The immune system is functionally different in males and females. Because of this difference, pain is modulated differently in men and women, and alcohol has been shown to be far more damaging in females than males, even at the same blood alcohol concentration.
“In the first paper we published, the dose response is a little bit different; it's a little flatter in females,” Bergeson said. “Minocycline works a little bit better to reduce drinking at higher doses in males and females, but it still helps both. It blocks pain in males, but in our limited experiments with inflammatory pain, it actually did not help pain in females.”
When her team reaches a point where they can conduct human clinical trials with their lead compound, which is produced by modifying minocycline molecules, Bergeson thinks they may find there are both emotional and physical pain attributes associated with going through withdrawal that the new minocycline analog may provide more relief to males than females.
“There might be a co-therapy that needs to be applied to make the treatment work better in females, and there are pain researchers working on that now,” Bergeson said. “Obviously, the lead compound will be one that works as well in both sexes, though maybe not equally at the same dose, and the plan is to test it in humans when we get an FDA approval to use it as an investigational new drug.”

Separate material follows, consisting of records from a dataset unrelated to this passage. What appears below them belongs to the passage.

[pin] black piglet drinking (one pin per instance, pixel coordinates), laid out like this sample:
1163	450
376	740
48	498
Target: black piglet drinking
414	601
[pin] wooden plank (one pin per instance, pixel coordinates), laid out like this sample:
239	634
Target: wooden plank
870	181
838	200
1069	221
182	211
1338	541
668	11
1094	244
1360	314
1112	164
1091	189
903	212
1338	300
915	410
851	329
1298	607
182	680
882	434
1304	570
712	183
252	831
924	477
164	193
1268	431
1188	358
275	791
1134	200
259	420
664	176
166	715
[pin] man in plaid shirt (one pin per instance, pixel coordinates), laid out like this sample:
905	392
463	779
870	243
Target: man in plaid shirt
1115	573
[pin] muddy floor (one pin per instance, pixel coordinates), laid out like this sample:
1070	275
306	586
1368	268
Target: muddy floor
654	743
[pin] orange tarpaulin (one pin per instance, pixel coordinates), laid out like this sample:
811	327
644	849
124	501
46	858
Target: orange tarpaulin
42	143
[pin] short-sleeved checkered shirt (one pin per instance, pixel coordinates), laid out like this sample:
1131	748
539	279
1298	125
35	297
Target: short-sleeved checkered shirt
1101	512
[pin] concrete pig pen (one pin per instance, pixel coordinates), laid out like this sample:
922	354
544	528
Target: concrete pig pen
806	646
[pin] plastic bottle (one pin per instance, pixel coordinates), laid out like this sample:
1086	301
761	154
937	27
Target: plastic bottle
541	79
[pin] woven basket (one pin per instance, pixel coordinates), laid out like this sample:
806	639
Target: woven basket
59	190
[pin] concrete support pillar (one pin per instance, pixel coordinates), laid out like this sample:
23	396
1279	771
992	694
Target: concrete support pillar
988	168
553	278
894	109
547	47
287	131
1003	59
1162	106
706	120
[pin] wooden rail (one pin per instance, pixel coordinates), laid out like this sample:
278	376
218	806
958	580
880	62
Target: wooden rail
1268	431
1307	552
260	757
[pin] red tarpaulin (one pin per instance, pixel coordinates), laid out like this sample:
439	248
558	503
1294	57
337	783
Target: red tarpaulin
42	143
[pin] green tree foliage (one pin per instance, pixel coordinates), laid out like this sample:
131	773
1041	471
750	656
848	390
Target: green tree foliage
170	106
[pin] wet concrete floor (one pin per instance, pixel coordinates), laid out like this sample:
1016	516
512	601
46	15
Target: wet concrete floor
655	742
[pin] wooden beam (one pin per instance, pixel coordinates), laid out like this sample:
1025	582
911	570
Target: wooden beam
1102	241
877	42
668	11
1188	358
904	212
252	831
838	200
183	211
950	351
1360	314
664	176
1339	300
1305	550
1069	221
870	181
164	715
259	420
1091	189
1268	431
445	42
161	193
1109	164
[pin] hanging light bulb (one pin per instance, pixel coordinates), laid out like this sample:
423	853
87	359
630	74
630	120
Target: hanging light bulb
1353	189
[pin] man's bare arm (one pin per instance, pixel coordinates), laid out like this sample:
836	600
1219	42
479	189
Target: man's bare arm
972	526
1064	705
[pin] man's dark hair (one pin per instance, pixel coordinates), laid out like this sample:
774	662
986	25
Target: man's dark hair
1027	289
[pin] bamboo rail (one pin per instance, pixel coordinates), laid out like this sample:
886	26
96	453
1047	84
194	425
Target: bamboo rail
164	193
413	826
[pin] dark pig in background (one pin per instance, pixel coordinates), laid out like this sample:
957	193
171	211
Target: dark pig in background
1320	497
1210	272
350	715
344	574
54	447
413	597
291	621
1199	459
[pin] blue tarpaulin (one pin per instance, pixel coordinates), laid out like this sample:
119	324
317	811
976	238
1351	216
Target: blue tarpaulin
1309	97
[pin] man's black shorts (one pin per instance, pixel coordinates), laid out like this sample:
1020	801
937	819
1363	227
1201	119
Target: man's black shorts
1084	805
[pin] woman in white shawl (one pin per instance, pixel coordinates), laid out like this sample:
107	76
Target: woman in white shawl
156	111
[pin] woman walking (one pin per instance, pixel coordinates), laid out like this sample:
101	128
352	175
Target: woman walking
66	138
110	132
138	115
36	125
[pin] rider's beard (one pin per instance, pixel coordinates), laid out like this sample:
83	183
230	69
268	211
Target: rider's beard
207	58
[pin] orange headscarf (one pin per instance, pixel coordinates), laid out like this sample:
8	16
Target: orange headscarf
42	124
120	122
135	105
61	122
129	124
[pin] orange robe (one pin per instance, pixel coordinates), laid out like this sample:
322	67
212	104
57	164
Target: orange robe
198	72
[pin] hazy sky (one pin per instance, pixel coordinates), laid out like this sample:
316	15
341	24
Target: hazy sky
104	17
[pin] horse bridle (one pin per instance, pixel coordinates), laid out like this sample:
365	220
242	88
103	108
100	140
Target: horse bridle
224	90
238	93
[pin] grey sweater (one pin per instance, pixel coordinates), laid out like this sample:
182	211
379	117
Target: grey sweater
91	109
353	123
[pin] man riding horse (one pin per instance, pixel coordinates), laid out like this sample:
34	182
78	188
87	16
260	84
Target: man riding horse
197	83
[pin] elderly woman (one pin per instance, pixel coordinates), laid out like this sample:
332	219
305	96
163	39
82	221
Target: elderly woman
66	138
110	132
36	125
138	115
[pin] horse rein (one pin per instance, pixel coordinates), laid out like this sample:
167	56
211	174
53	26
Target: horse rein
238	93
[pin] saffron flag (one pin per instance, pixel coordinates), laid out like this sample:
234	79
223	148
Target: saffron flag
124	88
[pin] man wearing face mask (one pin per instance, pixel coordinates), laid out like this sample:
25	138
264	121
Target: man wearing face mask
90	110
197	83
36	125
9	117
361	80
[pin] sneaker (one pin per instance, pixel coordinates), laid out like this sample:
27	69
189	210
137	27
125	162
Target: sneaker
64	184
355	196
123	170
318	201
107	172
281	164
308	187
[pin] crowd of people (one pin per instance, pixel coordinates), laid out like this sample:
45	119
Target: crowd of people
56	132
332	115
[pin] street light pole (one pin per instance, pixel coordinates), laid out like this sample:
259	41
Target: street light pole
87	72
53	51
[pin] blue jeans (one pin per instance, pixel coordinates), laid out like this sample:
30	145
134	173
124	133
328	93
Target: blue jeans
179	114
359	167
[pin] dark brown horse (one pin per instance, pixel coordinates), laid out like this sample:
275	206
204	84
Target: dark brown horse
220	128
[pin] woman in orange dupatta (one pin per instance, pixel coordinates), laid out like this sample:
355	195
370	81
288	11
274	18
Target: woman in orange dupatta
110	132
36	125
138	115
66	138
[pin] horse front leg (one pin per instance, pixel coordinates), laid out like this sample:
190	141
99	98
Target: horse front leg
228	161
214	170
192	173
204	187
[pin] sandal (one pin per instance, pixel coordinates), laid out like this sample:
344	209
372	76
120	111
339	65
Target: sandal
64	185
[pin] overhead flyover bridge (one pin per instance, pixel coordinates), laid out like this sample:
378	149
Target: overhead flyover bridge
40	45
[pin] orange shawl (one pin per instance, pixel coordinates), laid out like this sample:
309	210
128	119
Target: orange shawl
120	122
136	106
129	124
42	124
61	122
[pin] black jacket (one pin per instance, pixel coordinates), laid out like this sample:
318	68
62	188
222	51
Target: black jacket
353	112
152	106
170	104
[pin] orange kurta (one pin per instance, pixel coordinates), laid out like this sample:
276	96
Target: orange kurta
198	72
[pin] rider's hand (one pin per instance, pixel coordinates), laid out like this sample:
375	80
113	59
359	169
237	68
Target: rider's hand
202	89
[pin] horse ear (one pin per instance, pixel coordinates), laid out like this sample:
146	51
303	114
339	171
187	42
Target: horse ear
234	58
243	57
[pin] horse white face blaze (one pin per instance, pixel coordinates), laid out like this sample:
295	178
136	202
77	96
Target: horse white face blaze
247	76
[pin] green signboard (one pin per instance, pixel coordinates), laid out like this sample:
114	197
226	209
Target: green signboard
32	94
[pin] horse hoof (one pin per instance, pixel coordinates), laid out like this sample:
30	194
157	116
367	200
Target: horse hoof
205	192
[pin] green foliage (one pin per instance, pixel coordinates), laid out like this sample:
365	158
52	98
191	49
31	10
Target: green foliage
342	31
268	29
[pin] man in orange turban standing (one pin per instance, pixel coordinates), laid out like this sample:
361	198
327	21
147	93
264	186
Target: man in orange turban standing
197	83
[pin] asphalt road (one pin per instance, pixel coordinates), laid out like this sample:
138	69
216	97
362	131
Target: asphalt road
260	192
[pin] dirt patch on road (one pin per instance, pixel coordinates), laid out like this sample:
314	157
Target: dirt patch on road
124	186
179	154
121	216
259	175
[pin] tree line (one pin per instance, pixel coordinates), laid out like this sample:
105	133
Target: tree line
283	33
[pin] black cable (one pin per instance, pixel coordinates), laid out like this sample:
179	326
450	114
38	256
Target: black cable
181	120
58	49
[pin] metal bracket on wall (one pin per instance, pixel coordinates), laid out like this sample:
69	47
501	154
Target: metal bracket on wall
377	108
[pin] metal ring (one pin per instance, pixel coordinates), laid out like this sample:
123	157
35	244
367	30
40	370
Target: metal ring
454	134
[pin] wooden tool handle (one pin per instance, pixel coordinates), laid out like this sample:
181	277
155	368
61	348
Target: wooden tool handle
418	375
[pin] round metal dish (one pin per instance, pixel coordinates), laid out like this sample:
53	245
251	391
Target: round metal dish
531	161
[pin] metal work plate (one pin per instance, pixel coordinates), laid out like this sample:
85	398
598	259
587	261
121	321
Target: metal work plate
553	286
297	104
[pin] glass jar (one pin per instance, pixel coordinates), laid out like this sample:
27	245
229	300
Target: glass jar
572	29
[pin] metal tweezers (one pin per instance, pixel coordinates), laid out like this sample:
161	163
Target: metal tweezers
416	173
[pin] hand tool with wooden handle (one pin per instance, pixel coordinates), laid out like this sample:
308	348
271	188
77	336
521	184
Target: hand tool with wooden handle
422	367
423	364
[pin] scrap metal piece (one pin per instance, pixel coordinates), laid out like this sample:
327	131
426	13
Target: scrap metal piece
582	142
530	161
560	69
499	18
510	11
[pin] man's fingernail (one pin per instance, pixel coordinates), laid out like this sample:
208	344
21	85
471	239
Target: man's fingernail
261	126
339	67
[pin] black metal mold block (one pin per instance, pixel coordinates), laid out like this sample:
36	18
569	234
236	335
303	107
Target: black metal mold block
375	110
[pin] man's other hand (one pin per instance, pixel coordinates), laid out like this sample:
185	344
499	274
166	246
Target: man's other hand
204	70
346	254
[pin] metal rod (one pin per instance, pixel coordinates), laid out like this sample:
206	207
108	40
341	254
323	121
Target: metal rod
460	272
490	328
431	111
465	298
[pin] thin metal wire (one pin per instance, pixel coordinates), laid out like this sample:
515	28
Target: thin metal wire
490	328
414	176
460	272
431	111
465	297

As her research continues, Bergeson said her team’s goal is to test whether or not one could go through withdrawal as an outpatient and have the prescription on hand so they can take the medication as they detox. Then, months or years later if the patient experiences a trigger that causes them to crave using alcohol again, they can take the medicine to avoid a relapse.
“Hopefully it will be similar to carrying nitroglycerin around for your heart because you’ll only take it when you need it,” she said.
Despite showing promise, Bergeson said the compound produced by her team’s work can’t, and shouldn’t be viewed as a cure because alcohol use disorder typically either causes, or is preceded by psychological events that have created difficult issues in the patient’s life and in the lives of their family and friends.
“The hope would be that we’re going to give you a medication that's going to help you, but I don't like to suggest it’s a cure,” Bergeson said. “We're going to provide a pill to reduce your desire to drink alcohol, but for better likely success, each patient should couple that treatment with counseling to deal with the emotional issues that either preceded or were a consequence of the alcohol use disorder.”